An important observation is that VATS is $2,250, or 25%
more expensive than intrapleural urokinase at our center without
including additional start up costs for provision of VATS service.
The main limitations of this analysis are that it only considers
costs and not effectiveness; each cost estimate is based on only
30 patients; and the prices used are from a single institution in
the United Kingdom. However, it is unlikely that there is a
significant cost differential between the two treatments in other
developed countries. All patients undergoing VATS were as-
sumed to have a CT chest scan, as most surgeons request a
preoperative CT chest scan and it is not our practice to routinely
request CT chest scans for treatment with intrapleural urokinase.
Even if costs of CT chest scans were omitted from the analysis,
VATS was still significantly more expensive than intrapleural
urokinase. The cost analysis does strongly suggest that VATS
will only be less expensive if the probability of treatment success
is much lower with urokinase than with VATS. Our study has
shown that both intrapleural urokinase and primary VATS are
equally effective for the treatment of childhood empyema, and
therefore VATS is unlikely to be less expensive.
There have been no reports addressing the financial burden
to health services, should VATS be the favored approach for the
treatment of empyema in children. The incidence of childhood
pneumonia is in the order of 10–15 cases per 1,000 children (52).

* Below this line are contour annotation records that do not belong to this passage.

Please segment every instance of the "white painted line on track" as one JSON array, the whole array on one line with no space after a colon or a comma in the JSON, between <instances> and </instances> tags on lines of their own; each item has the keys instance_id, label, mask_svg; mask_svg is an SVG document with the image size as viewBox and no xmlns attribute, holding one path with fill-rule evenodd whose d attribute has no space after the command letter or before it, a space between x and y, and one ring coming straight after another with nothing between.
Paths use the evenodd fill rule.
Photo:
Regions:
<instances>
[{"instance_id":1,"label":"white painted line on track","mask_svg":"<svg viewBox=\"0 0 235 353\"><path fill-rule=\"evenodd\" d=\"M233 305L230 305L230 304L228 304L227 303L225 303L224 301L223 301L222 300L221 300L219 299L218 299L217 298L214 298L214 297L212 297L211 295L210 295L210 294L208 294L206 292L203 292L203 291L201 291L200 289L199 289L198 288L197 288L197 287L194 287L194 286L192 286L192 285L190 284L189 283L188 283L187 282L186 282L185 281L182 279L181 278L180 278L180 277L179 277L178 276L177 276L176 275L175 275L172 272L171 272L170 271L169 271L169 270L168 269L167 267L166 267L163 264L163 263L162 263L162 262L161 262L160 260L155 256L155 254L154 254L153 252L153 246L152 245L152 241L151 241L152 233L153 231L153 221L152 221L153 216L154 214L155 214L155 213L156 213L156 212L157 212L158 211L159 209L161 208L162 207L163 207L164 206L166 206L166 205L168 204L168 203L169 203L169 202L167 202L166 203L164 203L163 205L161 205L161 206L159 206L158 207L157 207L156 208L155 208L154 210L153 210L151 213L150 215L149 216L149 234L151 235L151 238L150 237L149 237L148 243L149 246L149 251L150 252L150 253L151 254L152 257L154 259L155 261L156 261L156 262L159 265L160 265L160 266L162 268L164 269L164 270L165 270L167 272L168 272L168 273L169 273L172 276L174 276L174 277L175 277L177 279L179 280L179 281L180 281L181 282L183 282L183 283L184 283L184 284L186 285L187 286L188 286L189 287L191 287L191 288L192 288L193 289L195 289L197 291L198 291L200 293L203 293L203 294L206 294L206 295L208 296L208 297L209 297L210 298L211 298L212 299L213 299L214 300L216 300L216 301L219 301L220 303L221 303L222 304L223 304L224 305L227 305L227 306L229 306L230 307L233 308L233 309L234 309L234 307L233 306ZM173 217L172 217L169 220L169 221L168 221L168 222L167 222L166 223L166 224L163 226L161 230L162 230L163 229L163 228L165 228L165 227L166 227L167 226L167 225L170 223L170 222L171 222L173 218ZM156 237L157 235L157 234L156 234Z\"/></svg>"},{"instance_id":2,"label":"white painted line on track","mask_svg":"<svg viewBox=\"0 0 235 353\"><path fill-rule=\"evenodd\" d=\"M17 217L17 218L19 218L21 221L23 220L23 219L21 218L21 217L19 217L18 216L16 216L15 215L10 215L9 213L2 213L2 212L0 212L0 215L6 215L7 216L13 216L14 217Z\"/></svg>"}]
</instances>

There were an estimated 12 million children aged 0–16 yr in the
United Kingdom (www.statistics.gov.uk) and 74 million children
in the United States (www.childstats.gov) in mid-2005. If 0.6%
of the pneumonias progressed to empyemas, this would mean
1,080 and 6,660 cases of childhood empyema per year in the
United Kingdom and the United States, respectively. This
broadly would indicate a saving of $2.5 million and $15 million
per annum to the UK and U.S. health services, respectively, if
intrapleural urokinase is the first line of treatment for childhood
empyema compared with VATS.
In conclusion, we have provided an evidence base to guide
the management of childhood empyema. Intrapleural urokinase
should be the primary treatment of choice in the treatment of
uncomplicated empyemas in children. This will have further
implications on reducing the financial burden of costs to the
health services.
Conflict of Interest Statement : None of the authors has a financial relationship
with a commercial entity that has an interest in the subject of this manuscript.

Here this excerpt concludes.